Mittwoch, 18. September 1991
Es sammeln sich etwa 100 Neonazis vor dem Vertragsarbeiter*innen-Heim in der Albert-Schweitzer-Straße. Es werden rassistische Parolen gerufen. Um ca. 21 Uhr ist die Menge auf ca. 250 Menschen angewachsen, darunter viele Normalbürger*innen. Es kommt zu Schlägereien.
Donnerstag, 19. September 1991
500- 600 gewaltbereite deutsche Bürger*innen, Jugendliche aus Hoyerswerda und bundesweit angereiste Neonazis sammeln sich vor dem Vertragsarbeiter*innen-Heim in der Albert-Schweitzer-Straße. Neonazis werfen Flaschen, Steine und Molotowcocktails auf das Heim, Bürger*innen klatschen Beifall, wenn Molotowcocktails ihr Ziel treffen. Die Heimbewohner*innen versuchen sich zu wehren, indem sie Mobiliar aus dem Gebäude auf die Straße werfen. 17 Menschen werden verletzt.
Freitag, 20. September 1991
Das Vertragsarbeiter*innenheim in der Albert-Schweitzer-Straße wird weitläufig abgesperrt,
dennoch versammeln sich Jugendliche vor den Absperrungen. Es kommt zu Molotowcocktail-Würfen auf die Polizei. Das Ziel von Neonazis und Bürger*innen ist das Asylbewerber*innen-Heim in der Thomas-Müntzer-Straße. Niemand von den Heimbewohner*innen kann vor die Tür. Die Lebensmittelversorgung wird schwierig.

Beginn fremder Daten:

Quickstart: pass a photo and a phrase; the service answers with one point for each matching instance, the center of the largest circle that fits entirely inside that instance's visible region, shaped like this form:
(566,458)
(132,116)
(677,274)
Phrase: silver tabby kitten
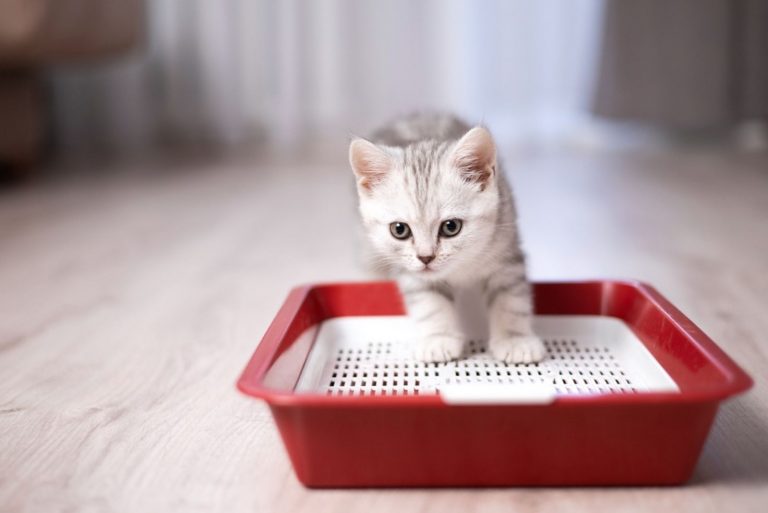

Wochenende, 21.–22. September 1991
Die Räumung des Vertragsarbeiter*innen-Heimes in der Albert-Schweitzer-Straße beginnt. Das Asylbewerber*innen-Heim in der Thomas-Müntzer-Straße wird weiträumig abgesperrt. Am Nachmittag sammeln sich ca. 150 Rassist*innen vor dem Heim Thomas-Müntzer-Straße. Auch Bürger*innen werfen jetzt Gegenstände auf das Heim. Die Menge wird von der Polizei gewaltsam aufgelöst. Um ca. 17 Uhr sammeln sich wieder ca. 30 Neonazis vor dem Asylbewerber*innen-Heim. Ab 18.45 Uhr eskaliert die Situation. Einige Heimbewohner*innen steigen auf das Dach des Gebäudes und bewaffnen sich. Sie werden von einer Spezialeinheit der Polizei vom Dach geholt. Um ca. 20.15 Uhr wird die Thomas-Müntzer-Straße in Richtung Schillstraße geräumt. Es gibt erste Würfe von Molotowcocktails auf die Polizei. Um ca. 21.20 Uhr ist die Albert-Schweitzer-Straße geräumt. Kurze Zeit später sammeln sich an der Straßensperre erneut ca. 100 gewaltbereite Neonazis. Sie greifen die Polizei mit Flaschen, Steinen und Stahlgeschossen an. Am Sonntag rufen antirassistische Initiativen und Menschenrechtsgruppen aus Berlin zu einem Autokonvoi nach Hoyerswerda auf. An dem Konvoi und der anschließenden Solidaritätskundgebung vor dem Wohnheim und in der Stadt nehmen etwa 400 Menschen teil. Die Polizei geht gewalttätig gegen Versuche vor, Kontakt mit den Heimbewohner*innen in der Thomas-Müntzer-Straße aufzunehmen. Einer Delegation gelingt dennoch die Aufnahme von Gesprächen mit Flüchtlingen aus dem Heim.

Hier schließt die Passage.